The study of 2884 frontline doctors and nurses with extensive exposure to SARS-CO-v2 indicates that those following plant based and pescatarian diets were 73% and 59% less likely to suffer moderate-to-severe illness, respectively.
The researchers drew on the survey responses of healthcare professionals from France, Germany, Italy, Spain, the UK and the US, registered with the Survey Healthcare Globus network for healthcare market research.
The online survey, which ran between July and September 2020, was designed to elicit detailed information about respondents’ dietary patterns, based on a 47-item food frequency questionnaire, over the previous year, and the severity of any COVID-19 infections they had had, using objective criteria.
The survey also gathered information on personal background, medical history, medication use, and lifestyle.
The various diets were combined into plant-based (higher in vegetables, legumes, and nuts, and lower in poultry and red and processed meats); pescatarian/plant-based (as above, but with added fish/seafood); and low carb-high protein diets.
Some 568 respondents (cases) said they had had symptoms consistent with COVID-19 infection or no symptoms but a positive swab test for the infection; 2316 said they hadn’t had any symptoms or tested positive (comparison group).
Among the 568 cases, 138 clinicians said they had had moderate to severe COVID-19 infection; the remaining 430 said they had had very mild to mild COVID-19 infection.
After factoring in several potentially influential variables, including age, ethnicity, medical specialty, and lifestyle (smoking, physical activity), respondents who said they ate plant-based diets’ or plant-based/pescatarian diets had, respectively, 73% and 59% lower odds of moderate to severe COVID-19 infection, compared with those who didn’t have these dietary patterns.
And compared with those who said they ate a plant-based diet, those who said they ate a low carb-high protein diet had nearly four times the odds of moderate to severe COVID-19 infection.
These associations held true when weight (BMI) and co-existing medical conditions were also factored in.
But no association was observed between any type of diet and the risk of contracting COVID-19 infection or length of the subsequent illness.
The researchers note this is an observational study, and so can’t establish cause, only correlation. It also relied on individual recall rather than on objective assessments, and the definition of certain dietary patterns may vary by country.
But plant-based diets are rich in nutrients, especially phytochemicals (polyphenols, carotenoids), with prior studies reporting higher fibre, vitamins A, C, and E, folate, and mineral (iron, potassium, magnesium) intake among those with highest versus lowest adherence to plant-based diets.
Studies have reported that supplementation of some of these nutrients, specifically, vitamins A, C, D, and E, decreased the risk of respiratory infections, such as the common cold and pneumonia, and shortened the duration of these illnesses.
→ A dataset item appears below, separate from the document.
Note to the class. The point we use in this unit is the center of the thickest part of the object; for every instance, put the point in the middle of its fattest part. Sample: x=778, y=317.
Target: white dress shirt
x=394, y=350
These nutrients are hypothesised to support the immune system as they play important roles in the production of antibodies, proliferation of lymphocytes, and reduction of oxidative stress.
Fish intake is an important source of vitamin D and omega-3 fatty acids EPA and DHA. High EPA and DHA intake, which results in the formation of omega-3 oxylipins, have anti-inflammatory effects, suppressing the production of pro-inflammatory cytokines (interleukin 1β, tumour necrosis factor α), reducing inflammatory eicosanoid synthesis and oxidative stress.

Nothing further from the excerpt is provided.